DAVID SIMON: The people most affected . . . are black and brown and poor. It's the abandoned inner cores of our urban areas. . . . (E)conomically, we don't need those people. The American economy doesn't need them. So, as long as they stay in their ghettos, and they only kill each other, we're willing to pay a police presence to keep them out of our America. And to let them fight over scraps, which is what the drug war, effectively, is. . . (S)ince we basically have become a market-based culture and it's what we know, and it's what's led us to this sad denouement, I think we're going to follow market-based logic, right to the bitter end.
BILL MOYERS: Which says?
DAVID SIMON: If you don't need 'em, why extend yourself? Why seriously assess what you're doing to your poorest and most vulnerable citizens? There's no profit to be had in doing anything other than marginalizing them and discarding them.

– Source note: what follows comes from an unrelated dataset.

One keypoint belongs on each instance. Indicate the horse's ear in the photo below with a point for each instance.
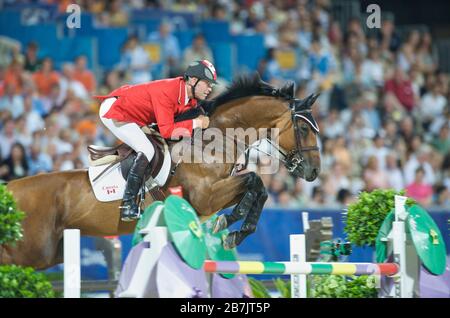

I would decriminalize drugs in a heartbeat. I would put all the interdiction money, all the incarceration money, all the enforcement money, all of the pretrial, all the prep, all of that cash, I would hurl it, as fast as I could, into drug treatment and job training and jobs programs. I would rather turn these neighborhoods inward with jobs programs. Even if it was the equivalent of the urban CCC, if it was New Deal-type logic, it would be doing less damage than creating a war syndrome, where we're basically treating our underclass. The drug war is a war on the underclass now. That's all it is. It has no other meaning.